‘Once more unto the breach, dear friends, once more’
Early doors post this week ‘cos I’ll be heading back to the undulating hills of Glastonbury tomorrow. Long-term readers of this stuff and nonsense may remember I reluctantly did something similar last year, hauled kicking and screaming into the furore by those who would not take no for an answer, and yet I came out relatively unscathed. Perhaps this time around the relentless assault of life will have conclusively exacted its toll, leaving me unable to manage much more than a couple of juniper-based sharpeners at dusk and a premature nosedown in whatever wigwam they have in mind for me. Or not. We shall see.
It hasn’t always been thus. There was a brief spell when I could gambol across the site, unfettered and nimble as a ballerina, drinking in the madness and whatever my tipple of choice was back then in equal measures. I would stay up all night, every night, insane with joy and totally beyond caring what was happening elsewhere. Music and adrenalin were my co-pilots, and when they were on board I owned the very core of those vast magnetic fields. You should have seen me, I was superb: I burned like magnesium, radiating like gamma and blistering in the sun like the Violent Femmes. Really, I did.

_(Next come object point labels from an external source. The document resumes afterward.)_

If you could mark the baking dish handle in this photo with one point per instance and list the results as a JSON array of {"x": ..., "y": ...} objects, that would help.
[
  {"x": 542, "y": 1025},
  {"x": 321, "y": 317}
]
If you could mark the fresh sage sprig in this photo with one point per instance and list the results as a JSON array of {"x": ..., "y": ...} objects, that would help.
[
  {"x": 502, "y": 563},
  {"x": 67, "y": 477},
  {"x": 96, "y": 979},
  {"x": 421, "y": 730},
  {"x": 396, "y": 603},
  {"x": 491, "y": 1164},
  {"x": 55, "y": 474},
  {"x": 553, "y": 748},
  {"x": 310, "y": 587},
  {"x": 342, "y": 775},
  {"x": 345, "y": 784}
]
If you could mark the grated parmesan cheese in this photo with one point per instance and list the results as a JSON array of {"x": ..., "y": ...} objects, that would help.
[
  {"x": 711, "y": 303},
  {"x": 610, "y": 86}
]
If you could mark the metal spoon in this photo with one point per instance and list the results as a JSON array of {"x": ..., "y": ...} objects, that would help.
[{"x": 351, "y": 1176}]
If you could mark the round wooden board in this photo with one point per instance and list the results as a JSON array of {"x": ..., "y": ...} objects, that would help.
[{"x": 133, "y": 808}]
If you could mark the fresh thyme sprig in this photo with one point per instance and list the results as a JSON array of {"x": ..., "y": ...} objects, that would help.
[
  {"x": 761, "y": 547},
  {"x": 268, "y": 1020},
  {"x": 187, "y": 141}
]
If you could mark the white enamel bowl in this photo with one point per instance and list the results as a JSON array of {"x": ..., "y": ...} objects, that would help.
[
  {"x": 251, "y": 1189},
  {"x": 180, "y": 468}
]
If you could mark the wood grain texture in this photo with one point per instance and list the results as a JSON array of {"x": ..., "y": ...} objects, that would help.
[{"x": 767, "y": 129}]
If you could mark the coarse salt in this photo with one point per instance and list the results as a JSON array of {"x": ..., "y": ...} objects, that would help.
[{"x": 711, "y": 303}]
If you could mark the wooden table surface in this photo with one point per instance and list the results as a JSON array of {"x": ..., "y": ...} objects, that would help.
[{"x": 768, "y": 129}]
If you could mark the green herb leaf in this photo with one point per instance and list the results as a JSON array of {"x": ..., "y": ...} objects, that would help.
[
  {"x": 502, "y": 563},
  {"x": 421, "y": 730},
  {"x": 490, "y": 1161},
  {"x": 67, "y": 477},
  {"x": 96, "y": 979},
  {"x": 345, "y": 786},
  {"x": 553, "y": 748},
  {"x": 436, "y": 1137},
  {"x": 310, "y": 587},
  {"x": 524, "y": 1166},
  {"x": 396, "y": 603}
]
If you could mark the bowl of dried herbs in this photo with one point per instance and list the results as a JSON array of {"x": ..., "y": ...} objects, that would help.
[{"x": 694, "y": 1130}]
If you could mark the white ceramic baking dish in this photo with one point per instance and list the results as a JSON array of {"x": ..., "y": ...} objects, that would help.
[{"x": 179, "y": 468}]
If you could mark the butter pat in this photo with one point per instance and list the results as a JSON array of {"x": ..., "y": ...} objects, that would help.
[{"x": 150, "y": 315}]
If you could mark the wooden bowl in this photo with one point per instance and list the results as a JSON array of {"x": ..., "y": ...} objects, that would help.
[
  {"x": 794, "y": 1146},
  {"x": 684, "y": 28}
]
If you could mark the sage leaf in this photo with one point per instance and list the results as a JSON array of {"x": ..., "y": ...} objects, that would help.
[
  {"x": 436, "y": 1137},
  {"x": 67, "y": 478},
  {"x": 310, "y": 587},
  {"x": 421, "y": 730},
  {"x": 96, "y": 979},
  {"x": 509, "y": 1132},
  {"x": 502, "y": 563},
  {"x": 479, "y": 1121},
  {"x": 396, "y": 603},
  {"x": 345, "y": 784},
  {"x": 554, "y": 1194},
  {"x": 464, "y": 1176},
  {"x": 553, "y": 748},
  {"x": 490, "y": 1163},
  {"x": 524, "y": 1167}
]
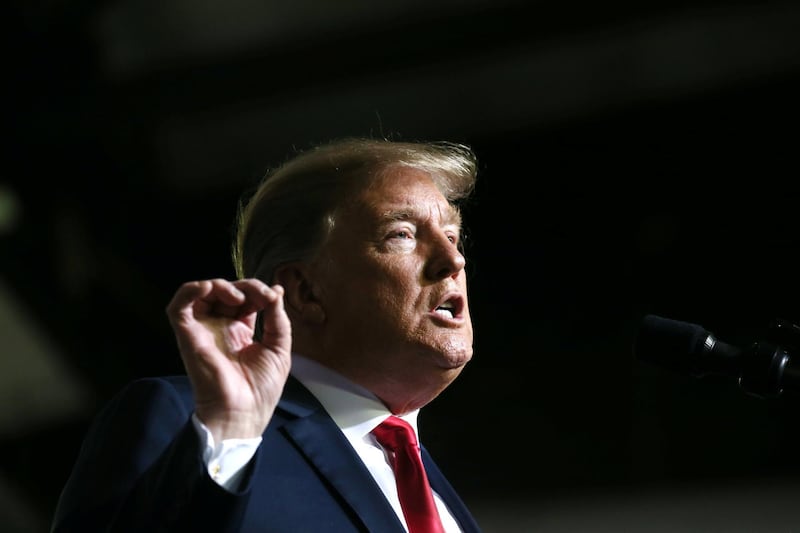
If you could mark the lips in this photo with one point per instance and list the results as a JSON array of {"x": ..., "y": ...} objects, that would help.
[{"x": 450, "y": 307}]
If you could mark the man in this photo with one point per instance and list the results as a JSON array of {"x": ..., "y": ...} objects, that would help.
[{"x": 350, "y": 308}]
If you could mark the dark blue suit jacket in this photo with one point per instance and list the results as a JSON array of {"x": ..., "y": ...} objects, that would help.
[{"x": 140, "y": 469}]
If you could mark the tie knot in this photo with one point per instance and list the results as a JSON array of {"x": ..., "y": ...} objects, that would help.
[{"x": 395, "y": 433}]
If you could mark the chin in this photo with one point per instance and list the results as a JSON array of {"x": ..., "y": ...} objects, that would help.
[{"x": 455, "y": 358}]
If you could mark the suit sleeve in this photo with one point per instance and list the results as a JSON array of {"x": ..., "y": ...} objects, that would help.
[{"x": 140, "y": 468}]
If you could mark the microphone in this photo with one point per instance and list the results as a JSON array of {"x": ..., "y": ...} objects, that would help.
[{"x": 763, "y": 369}]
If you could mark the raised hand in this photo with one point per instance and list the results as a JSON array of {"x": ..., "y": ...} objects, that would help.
[{"x": 237, "y": 380}]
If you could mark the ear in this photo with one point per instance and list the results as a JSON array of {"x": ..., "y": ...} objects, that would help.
[{"x": 300, "y": 296}]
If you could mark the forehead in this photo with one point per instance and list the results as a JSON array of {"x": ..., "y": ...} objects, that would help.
[{"x": 404, "y": 192}]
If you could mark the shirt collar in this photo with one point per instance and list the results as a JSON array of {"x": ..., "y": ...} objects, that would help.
[{"x": 356, "y": 410}]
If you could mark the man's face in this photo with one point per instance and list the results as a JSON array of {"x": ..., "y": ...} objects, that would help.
[{"x": 393, "y": 286}]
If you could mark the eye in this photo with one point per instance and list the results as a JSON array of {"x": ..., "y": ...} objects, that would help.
[{"x": 401, "y": 234}]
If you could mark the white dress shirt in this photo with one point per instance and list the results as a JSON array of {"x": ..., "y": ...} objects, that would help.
[{"x": 354, "y": 409}]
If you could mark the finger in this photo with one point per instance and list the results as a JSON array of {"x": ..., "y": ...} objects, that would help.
[
  {"x": 186, "y": 294},
  {"x": 276, "y": 324},
  {"x": 259, "y": 294}
]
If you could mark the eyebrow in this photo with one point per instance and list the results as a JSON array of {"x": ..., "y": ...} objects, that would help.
[{"x": 450, "y": 217}]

It didn’t last long though. When being grown-up became a thing instead of a distant concept, I gave in and learned the rules of the everyday. I did jobs I didn’t want to do. I went out with sensible people I didn’t really want to go out with. I feigned interest in all of the trappings of being an adult, when all I wanted to do was the polar opposite. I trod on a few toes along the way, which I’m not proud of but it happened. And then, a good decade after most regular folk are preparing for the final chapter, I decided to piss away whatever minuscule security I had mustered to date in favour of a much riskier, but ultimately more satisfying goal: to write. In an era when writers have less chance of staying afloat than ever. Because there are more writers than cockroaches these days.
This is what draws me back. Glastonbury, despite its inevitable nod to commerce, still represents the troubadour spirit. Anything seems possible here if you have a dream and the balls to see it through. And if it’s just an illusion, it is a magnificent one. Who cares who’s playing on the big stage? It matters not one jot. Someone in a tiny tent way out on the fringes has the potential to make an incalculable difference, and that’s what makes it special. That’s why I’m going in one last time. To suck at the marrow of a sprawling collective unconscious which can turn your life around on a sixpence. Even at its most desperate, outermost ebb.